Wouldn’t deduping the versioned table first defeat the object of the Temporal join? My understanding is that type of join is used to retrieve the event that closely matches the event time of the record in the left table, which I’m not going to be able to do easily with a window function
m
Hey James, if I understand your use case correctly, you may be able to achieve this by NOT putting a primary key on the users table when you import it (and thus importing the whole change stream) and then deduping the stream on user id after ward which has the same effect. Then you can do a temporal join between transactions and dedup-users and it will join with the version of users at the time of the transaction.
When you do the dedup, make sure you do it on the rowtime of the user change stream to preserve the rowtime for the temporal join.
👍🏻 1
j
When you say import it, are you referring to creating the Flink table? I should note I’m doing most of this with just SQL at the moment. I guess I would have to create another Flink table from
deduped_users
though somehow? because the Temporal join requires a primary key to be defined in the versioned table, and I also need it to reference in the join, which might look something like this:
Copy code
tableEnv.executeSql("""
        INSERT INTO enriched_transactions
        SELECT
            ft.transaction_id
            , ft.transaction_amount
            , ft.merchant_name
            , ft.user_id
            , ft.created_at
            , fu.first_name
            , fu.last_name
            , fu.email
            , fu.phone
        FROM transactions as ft
        LEFT JOIN deduped_users FOR SYSTEM_TIME AS OF ft.kafka_ts as fu
            ON ft.user_id = fu.id
        """
    )
_* note, I’m joining a Flink table called
deduped_users
here_
m
The partition by columns become the primary key of the deduped_users table/view. Check out the example from the Flink docs: https://nightlies.apache.org/flink/flink-docs-release-1.17/docs/dev/table/sql/queries/deduplication/ order_id is the primary key of the resulting view when you apply the dedup query.
j
I see, that’s neat. And then would I need to create a new table from that so that I can reference it in my final temporal join?
m
Up to you.
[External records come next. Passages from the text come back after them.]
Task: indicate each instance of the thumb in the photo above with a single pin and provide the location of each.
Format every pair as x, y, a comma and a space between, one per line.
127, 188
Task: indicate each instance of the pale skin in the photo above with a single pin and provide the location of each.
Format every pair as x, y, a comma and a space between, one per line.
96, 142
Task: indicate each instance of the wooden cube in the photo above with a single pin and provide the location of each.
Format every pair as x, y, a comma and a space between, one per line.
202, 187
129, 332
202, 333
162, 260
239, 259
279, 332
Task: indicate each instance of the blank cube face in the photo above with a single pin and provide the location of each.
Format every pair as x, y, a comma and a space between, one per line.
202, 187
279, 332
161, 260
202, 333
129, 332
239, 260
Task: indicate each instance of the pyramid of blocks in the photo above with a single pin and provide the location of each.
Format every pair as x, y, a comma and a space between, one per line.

You can inline it or make it a separate statement so it's easier to read.
j
I tried creating a separate statement like this:
Copy code
tableEnv.executeSql("""
    CREATE TABLE deduped_users (
        id INT,
        first_name VARCHAR,
        last_name VARCHAR,
        email VARCHAR,
        phone VARCHAR,
        `kafka_ts` TIMESTAMP(3)
    );
    """)

    tableEnv.sqlQuery("""
        INSERT INTO deduped_users
        SELECT *
        FROM (
          SELECT *, 
            ROW_NUMBER() OVER (PARTITION BY id ORDER BY kafka_ts ASC) AS row_num
          FROM flink_user)
        WHERE row_num = 1
    """)
but I got this error:
Copy code
Table options do not contain an option key 'connector' for discovering a connector. Therefore, Flink assumes a managed table.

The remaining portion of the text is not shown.